|Posted by: Abdul Apr 23 2004, 11:43 AM
|I run a convenience store that I have to pay a rent every month, I would like to buy that property. My question is that what do I need to do or how do I apply for a loan on what basis and can I get a loan more than a property's value? Any helpful institutions who could provide my that kind of information? Any help will be highly appreciated.
|Posted by: loanuniverse Apr 23 2004, 01:09 PM
Your question: ….what do I need to do or how do I apply for a loan on what basis and can I get a loan more than a property's value? has two answers.

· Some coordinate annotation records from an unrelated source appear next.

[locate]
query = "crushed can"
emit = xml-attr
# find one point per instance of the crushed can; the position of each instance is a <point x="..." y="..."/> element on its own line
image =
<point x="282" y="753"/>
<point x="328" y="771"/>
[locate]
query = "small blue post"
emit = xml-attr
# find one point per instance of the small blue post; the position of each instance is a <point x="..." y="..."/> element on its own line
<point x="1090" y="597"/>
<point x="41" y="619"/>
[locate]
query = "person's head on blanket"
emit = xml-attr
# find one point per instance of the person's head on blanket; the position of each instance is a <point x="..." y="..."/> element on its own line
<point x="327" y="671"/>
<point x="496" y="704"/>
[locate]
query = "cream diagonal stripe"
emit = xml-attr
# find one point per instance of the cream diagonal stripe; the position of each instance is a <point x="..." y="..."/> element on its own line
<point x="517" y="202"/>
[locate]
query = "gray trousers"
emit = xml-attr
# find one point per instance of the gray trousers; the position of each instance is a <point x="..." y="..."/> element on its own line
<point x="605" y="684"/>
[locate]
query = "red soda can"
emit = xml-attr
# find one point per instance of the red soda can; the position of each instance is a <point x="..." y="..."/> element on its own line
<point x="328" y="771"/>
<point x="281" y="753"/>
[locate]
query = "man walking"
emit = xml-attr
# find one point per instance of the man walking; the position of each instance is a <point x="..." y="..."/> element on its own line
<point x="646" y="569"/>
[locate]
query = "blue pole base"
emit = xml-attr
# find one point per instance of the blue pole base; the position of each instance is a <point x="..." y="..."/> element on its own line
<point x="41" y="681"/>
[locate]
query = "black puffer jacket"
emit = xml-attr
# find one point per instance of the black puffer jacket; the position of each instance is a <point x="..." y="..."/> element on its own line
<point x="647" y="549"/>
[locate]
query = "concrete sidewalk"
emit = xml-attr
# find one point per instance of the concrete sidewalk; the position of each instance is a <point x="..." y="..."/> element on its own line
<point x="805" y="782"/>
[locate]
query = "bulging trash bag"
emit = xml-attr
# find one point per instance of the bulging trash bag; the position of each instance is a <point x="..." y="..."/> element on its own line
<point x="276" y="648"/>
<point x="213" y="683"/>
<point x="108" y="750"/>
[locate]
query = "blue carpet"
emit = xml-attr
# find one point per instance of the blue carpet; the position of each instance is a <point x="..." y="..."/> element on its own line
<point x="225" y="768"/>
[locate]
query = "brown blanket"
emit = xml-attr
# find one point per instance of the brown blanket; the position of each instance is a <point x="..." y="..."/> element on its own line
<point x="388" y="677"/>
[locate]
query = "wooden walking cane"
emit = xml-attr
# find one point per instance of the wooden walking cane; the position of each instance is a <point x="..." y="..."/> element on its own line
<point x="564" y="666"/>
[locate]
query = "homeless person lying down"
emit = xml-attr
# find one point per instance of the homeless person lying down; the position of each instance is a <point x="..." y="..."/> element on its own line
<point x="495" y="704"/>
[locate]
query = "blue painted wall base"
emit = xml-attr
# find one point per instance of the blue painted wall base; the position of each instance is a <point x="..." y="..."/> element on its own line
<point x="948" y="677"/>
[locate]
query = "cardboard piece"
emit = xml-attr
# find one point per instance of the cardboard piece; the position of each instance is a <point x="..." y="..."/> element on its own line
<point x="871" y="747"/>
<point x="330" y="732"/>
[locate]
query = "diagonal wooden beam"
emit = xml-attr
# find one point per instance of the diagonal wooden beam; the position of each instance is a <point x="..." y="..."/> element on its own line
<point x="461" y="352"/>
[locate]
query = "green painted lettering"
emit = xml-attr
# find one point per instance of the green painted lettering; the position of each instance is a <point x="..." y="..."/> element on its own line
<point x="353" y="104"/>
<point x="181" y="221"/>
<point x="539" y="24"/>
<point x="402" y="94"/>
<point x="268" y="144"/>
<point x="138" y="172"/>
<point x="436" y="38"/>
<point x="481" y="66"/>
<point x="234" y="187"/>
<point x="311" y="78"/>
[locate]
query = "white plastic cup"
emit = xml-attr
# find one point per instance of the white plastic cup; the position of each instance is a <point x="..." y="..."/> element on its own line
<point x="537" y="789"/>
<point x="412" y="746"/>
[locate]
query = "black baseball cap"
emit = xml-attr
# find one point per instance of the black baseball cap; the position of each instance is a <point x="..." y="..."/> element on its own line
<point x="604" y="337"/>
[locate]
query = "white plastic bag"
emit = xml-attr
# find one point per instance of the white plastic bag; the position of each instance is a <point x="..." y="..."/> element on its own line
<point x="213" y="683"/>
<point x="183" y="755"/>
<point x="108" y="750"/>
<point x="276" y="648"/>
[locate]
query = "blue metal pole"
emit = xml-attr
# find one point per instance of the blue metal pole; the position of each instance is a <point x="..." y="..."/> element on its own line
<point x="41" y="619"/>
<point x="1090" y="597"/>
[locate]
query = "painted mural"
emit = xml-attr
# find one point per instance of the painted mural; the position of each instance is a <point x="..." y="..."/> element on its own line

The first is that this type of loan is called an “owner occupied commercial real estate loan”. The way that it is usually underwritten is by analyzing the operational cash flow of the convenience store and once this is computed, a determination is made on whether this cash flow is sufficient to repay the loan used to purchase the property. The lender is going to require financial information on your business and yourself in order to compute this operational cash flow so at a minimum the lender will require:
- Three years of financial information on the convenience store. Preferably accountant prepared financials or at a minimum corporate tax returns.
- A personal financial statement on yourself.
- Personal tax returns for the last three years.
In addition, it will be a good idea to create a curriculum vitae of yourself specially if you have a long history of managing convenience stores. This will give the lender an idea of how well you know the business.
The operational cash flow of your business can be computed in a couple of different ways, but most lenders use the traditional cash flow, which is simply your “net income” plus “depreciation” plus “amortization” plus “interest expense”. The resulting number is called Earnings Before Interest Depreciation and Amortization or “EBIDA”. The other method is UCA cash flow, but it is used much less. You can learn about both in other sections of this website.
The second part of the question …. can I get a loan more than a property's value? has a complicated answer, but the truth is that most likely you can not. The lender requires a certain cushion since the appraised value of the property is not what the lender gets in case they have to liquidate the collateral. Loans like the one you are thinking of usually have a maximum 80% loan-to-value.
Good luck and hope this helps.
|Posted by: Guest Apr 24 2004, 12:05 AM
|Thank you very much. Its a big help to start with.